A Study To Investigate The Effectiveness Of AH234844 (Lavoltidine) Compared With NEXIUM And Ranitidine.
Current treatment for gastroesophageal reflux disease (GERD) confirms an unmet need in patients, based on slow onset of action and an inability to provide 24-hour gastric-acid suppression. Clinical data on AH234844 demonstrates a rapid onset of action, high potency, and prolonged duration of effect. The present study endeavors, in part, to compare lavoltidine to two GERD drugs, NEXIUM and...
Brief Summary
Official Title: “See Detailed Description”

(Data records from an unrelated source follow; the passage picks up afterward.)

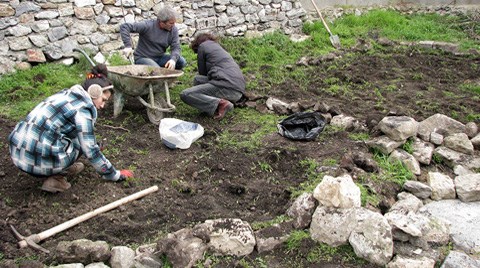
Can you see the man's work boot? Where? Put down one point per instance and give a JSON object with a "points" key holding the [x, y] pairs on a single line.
{"points": [[74, 169], [224, 106], [55, 184]]}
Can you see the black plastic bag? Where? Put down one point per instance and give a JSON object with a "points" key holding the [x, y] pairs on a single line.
{"points": [[302, 126]]}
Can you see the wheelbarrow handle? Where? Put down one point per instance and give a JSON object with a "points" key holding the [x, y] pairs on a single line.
{"points": [[86, 56]]}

Current treatment for gastroesophageal reflux disease (GERD) confirms an unmet need in patients, based on slow onset of action and an inability to provide 24-hour gastric-acid suppression. Clinical data on AH234844 demonstrates a rapid onset of action, high potency, and prolonged duration of effect. The present study endeavors, in part, to compare lavoltidine to two GERD drugs, NEXIUM and ranitidine.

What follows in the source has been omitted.